The silence continued. A howling wind glided past outside the station, screaming. It was echoing his mind.

"The voices? Dead?"
"The voices are the others. We all know you've been a very bad, bad man."

A disgusting, sordid sliding noise crawled through the station. It was the sound of everyone's head turning in unison, everyone blinking. They were all grinning now, grinning at him ravenously, yellowing teeth revealed in differing states of decay.
He continued. "Oh, yes. We do. Those voices you hear... are your predecessors. They've been here too."
"Predecessors?"
"Yes," he said. "Your predecessors". His eyes were sweeping over his body quickly, the grin one of close insanity. He could tell that somehow, he was driving the tramp mad, just by being there, kneeling on the floor as he was.

"All you liars, cheats, whores, thieves, spies, murderers... But you know the saying, don't you? 'What comes around, goes around'? I believe you're well acquainted with it," he said, grinning even wider. "Look at us," he gestured at the people sitting up and down the station. The silence still gripped the place like a slimy spectre, its cold grip slowly wringing all life out.

"Look at us," they muttered slowly. "Look at us". They echoed the man's speech grimly, with a distinct drone.

He looked, and recoiled in shock, falling into the arms of one of the tramps. But they weren't tramps. All of them had scarred faces, yellowing teeth, and their eyes - they looked so blank, so dull. And yet, there were seeing deeper, below his layers of carefully built lies, delusions, punching a hole through him and gorging upon his insides... Suddenly, he understood. He understood where he was, what he had done, what was going to happen.

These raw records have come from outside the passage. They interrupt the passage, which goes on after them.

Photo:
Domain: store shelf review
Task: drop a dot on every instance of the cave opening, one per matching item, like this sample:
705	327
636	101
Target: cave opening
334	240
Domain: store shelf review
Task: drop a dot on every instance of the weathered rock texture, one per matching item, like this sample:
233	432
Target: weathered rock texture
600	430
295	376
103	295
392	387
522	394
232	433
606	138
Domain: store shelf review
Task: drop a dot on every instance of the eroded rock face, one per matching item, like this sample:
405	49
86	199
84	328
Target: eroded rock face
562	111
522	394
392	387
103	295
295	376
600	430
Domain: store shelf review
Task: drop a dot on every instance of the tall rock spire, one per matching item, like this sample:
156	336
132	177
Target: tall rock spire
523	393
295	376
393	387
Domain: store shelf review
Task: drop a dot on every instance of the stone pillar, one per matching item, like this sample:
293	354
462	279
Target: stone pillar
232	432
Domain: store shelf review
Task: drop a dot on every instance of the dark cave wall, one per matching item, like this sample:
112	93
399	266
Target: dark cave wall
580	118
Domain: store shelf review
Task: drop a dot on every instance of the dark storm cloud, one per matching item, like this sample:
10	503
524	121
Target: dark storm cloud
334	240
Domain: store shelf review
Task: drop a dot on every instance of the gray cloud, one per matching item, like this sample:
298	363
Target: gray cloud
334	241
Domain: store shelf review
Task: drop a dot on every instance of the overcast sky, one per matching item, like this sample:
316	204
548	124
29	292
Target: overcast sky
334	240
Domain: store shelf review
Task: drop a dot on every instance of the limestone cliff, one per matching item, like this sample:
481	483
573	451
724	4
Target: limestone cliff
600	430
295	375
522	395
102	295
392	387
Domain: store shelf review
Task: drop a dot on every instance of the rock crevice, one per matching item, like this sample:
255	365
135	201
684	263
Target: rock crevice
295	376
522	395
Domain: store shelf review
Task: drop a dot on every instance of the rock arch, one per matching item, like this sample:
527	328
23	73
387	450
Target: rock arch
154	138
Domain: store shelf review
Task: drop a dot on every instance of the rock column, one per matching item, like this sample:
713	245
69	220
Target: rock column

But it was too late. He was here. A chant began. "Take, take, take, take", they all said slowly. "Take, take, take," they continued. Slowly, they began to draw in, their faces coming closer, his arms being pinned back by another. He could feel the breath on the back of his neck, disgustingly coiling itself around him like a filthy entity, infesting, complicating, forcing. The weight of everything hit him. Everything he'd ever..

"..done", said the tramp. "Oh, yes. We know. We know."

FIN

Yes, I already know that the character himself is like a vortex, sucking up all coherence and making plot holes everywhere; but this was a homework assignment and I was already over the word count and it had to be a "ghost story" of some sort. Case in point: skinned apples.